Privacy-Preserving Conformal Prediction Under Local Differential Privacy
Coby Penso, Bar Mahpud, Jacob Goldberger, Or Sheffet
TL;DR
The work tackles privacy-aware uncertainty quantification by combining conformal prediction with local differential privacy. It introduces two complementary LDP-CP methods: LDP-CP-L, which perturbs labels, and LDP-CP-S, which perturbs conformity scores, and proves finite-sample coverage guarantees under noisy calibration data. The approach uses noise-aware calibration and quantile estimation to preserve validity despite the privacy-induced perturbations, with theoretical guarantees and practical guidance on when to use each method.
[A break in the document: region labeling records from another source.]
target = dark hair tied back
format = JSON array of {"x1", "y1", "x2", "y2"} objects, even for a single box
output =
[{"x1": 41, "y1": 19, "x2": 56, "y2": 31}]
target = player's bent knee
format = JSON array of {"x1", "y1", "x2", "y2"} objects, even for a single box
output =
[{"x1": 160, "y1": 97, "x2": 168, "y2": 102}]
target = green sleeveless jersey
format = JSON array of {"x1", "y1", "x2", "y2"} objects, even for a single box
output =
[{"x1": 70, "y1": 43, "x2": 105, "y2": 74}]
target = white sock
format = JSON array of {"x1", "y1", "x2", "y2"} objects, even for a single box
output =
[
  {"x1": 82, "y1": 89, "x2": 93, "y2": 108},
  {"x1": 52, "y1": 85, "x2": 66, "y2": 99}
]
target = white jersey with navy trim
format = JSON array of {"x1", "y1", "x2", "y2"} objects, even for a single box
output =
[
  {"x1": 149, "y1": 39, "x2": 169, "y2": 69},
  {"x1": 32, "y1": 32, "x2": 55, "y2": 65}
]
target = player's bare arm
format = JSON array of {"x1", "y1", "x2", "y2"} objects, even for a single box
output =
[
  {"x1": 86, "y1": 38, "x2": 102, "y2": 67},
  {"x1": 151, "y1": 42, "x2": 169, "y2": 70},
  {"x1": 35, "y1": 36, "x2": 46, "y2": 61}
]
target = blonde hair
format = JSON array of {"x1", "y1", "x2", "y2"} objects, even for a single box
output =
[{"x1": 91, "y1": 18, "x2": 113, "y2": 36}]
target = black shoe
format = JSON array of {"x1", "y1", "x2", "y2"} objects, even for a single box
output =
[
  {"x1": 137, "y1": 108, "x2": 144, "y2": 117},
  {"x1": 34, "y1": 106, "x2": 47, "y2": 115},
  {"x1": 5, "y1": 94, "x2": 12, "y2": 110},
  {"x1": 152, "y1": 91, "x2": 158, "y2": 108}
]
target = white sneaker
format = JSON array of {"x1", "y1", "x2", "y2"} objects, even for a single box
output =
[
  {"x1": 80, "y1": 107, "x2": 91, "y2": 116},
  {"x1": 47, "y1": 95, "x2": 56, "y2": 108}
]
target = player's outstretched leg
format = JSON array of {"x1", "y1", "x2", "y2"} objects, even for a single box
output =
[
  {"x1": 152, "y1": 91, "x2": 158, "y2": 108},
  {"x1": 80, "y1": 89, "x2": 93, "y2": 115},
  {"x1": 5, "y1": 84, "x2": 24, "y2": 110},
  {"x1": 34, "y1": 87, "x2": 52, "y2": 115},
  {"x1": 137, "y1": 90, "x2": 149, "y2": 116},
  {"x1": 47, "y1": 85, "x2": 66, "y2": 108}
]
Experiments on medical-imaging datasets show that LDP-CP-L nearly matches non-private CP at moderate privacy and data sizes, while LDP-CP-S remains robust when the class set is large, especially when augmented by the shuffle model which improves privacy-utility trade-offs.
Abstract
Conformal prediction (CP) provides sets of candidate classes with a guaranteed probability of containing the true class. However, it typically relies on a calibration set with clean labels. We address privacy-sensitive scenarios where the aggregator is untrusted and can only access a perturbed version of the true labels. We propose two complementary approaches under local differential privacy (LDP). In the first approach, users do not access the model but instead provide their input features and a perturbed label using a k-ary randomized response. In the second approach, which enforces stricter privacy constraints, users add noise to their conformity score by binary search response. This method requires access to the classification model but preserves both data and label privacy. Both approaches compute the conformal threshold directly from noisy data without accessing the true labels. We prove finite-sample coverage guarantees and demonstrate robust coverage even under severe randomization. This approach unifies strong local privacy with predictive uncertainty control, making it well-suited for sensitive applications such as medical imaging or large language model queries, regardless of whether users can (or are willing to) compute their own scores.